等のリプライを見て頬を緩ませた時、足音がしたので慌てて戻す。
生徒会長
……………あ、
あなた

……………………

一瞬目が合った瞬間、私は立ち上がった。

そのまま、早足でその場を離れる。

全く。つくづく、今日は運が悪い日だ。
*****
そのまま、別棟にある図書室に足を運んだ。
司書の先生
あらあなたちゃん。いらっしゃい
カウンターから声をかけてくれる司書の先生。

それに頭を下げて、本棚を見る。

今日は5月最初の月曜日だからか、新しい本が出ていた。
司書の先生
あぁそれ?週末に届いたから今日出せるようにしておいたの。あなたちゃん好きそうだなって
そんな私の様子を見てか、声をかけてくれる先生。

去年からの常連だからなのか、先生はたまに私の好みに合うものを用意してくるから驚く。

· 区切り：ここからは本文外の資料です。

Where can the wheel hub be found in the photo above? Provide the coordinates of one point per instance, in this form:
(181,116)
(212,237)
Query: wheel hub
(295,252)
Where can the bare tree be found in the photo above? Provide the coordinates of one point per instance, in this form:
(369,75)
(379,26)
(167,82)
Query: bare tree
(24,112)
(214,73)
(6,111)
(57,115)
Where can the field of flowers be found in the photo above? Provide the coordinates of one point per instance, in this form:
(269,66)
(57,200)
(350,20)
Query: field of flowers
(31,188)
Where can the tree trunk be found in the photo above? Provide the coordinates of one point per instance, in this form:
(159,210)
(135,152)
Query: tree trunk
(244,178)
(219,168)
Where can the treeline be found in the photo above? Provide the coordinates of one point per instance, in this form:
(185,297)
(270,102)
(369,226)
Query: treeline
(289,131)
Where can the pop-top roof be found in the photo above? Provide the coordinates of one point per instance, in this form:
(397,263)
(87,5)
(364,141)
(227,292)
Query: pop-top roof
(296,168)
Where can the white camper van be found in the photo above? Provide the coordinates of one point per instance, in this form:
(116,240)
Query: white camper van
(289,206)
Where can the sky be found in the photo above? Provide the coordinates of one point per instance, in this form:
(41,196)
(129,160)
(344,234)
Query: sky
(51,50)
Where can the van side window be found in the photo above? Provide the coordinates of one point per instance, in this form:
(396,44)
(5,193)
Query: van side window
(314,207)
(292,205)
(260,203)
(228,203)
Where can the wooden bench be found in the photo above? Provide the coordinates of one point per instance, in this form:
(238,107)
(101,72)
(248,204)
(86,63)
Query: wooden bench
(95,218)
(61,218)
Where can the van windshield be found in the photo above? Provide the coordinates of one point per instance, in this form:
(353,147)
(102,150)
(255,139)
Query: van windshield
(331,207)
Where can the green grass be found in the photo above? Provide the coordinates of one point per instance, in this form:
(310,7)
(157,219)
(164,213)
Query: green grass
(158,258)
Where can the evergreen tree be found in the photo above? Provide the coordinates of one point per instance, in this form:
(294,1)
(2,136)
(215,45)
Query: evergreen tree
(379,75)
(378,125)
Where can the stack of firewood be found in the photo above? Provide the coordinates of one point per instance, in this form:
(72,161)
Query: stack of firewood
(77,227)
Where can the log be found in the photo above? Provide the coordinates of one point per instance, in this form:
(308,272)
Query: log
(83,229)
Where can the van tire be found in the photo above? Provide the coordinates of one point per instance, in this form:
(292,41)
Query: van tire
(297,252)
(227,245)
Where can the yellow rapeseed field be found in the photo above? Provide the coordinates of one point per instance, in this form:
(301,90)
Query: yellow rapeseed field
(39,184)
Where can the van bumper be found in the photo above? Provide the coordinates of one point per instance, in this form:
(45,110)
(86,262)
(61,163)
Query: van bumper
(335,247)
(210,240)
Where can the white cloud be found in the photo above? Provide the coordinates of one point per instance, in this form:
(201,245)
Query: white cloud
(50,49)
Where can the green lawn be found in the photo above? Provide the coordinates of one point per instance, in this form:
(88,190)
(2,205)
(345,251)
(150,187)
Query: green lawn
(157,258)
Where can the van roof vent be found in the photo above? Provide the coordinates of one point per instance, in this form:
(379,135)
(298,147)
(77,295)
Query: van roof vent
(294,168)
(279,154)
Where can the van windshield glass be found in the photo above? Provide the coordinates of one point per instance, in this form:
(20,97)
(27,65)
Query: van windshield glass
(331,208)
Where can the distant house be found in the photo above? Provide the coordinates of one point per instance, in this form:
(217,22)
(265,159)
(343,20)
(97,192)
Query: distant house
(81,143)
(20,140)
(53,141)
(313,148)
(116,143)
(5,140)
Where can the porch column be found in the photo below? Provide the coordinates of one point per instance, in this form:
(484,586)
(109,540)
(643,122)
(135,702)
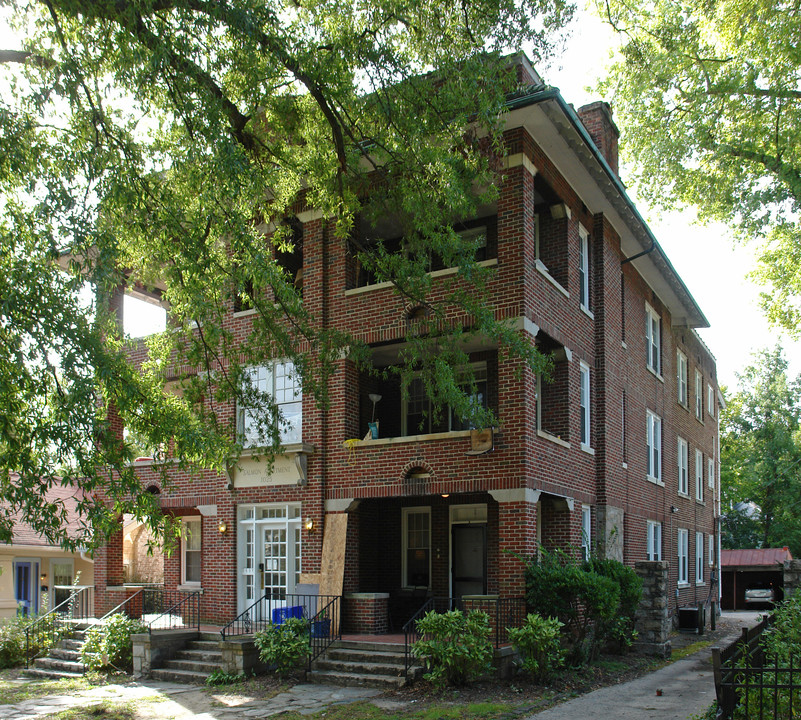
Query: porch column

ちなみに今私が手にしているのは、「Since1998.」という本。

告知がTwitterで流れてきて、読みたいと思っていたものの1つ。

最近、ネットが普及してきて「ネット活動者」とか、「YouTuber」とかっていう職業・キーワードが少しずつ一般化してきてる中で、この本はネット活動者が主人公の本。

生きる気力もなく、居場所もなく、そんな中でネットの世界に出会ってそこから主人公が歩んでいく様子が描かれている本だ。

そういう境遇だからネット界にいるたくさんの悩みを抱えている子達の共感を呼び、今ちまたで話題の作品。

ネット活動者で似た境遇の私としては、すごく興味があった。
司書の先生
借りてく?
表紙に見入っていた私を見兼ねて、先生が声をかけてくれた。
あなた

借り、ます

小声になってしまったけれど、先生には届いたようで。

それを聞いて、嬉しそうに微笑んだ。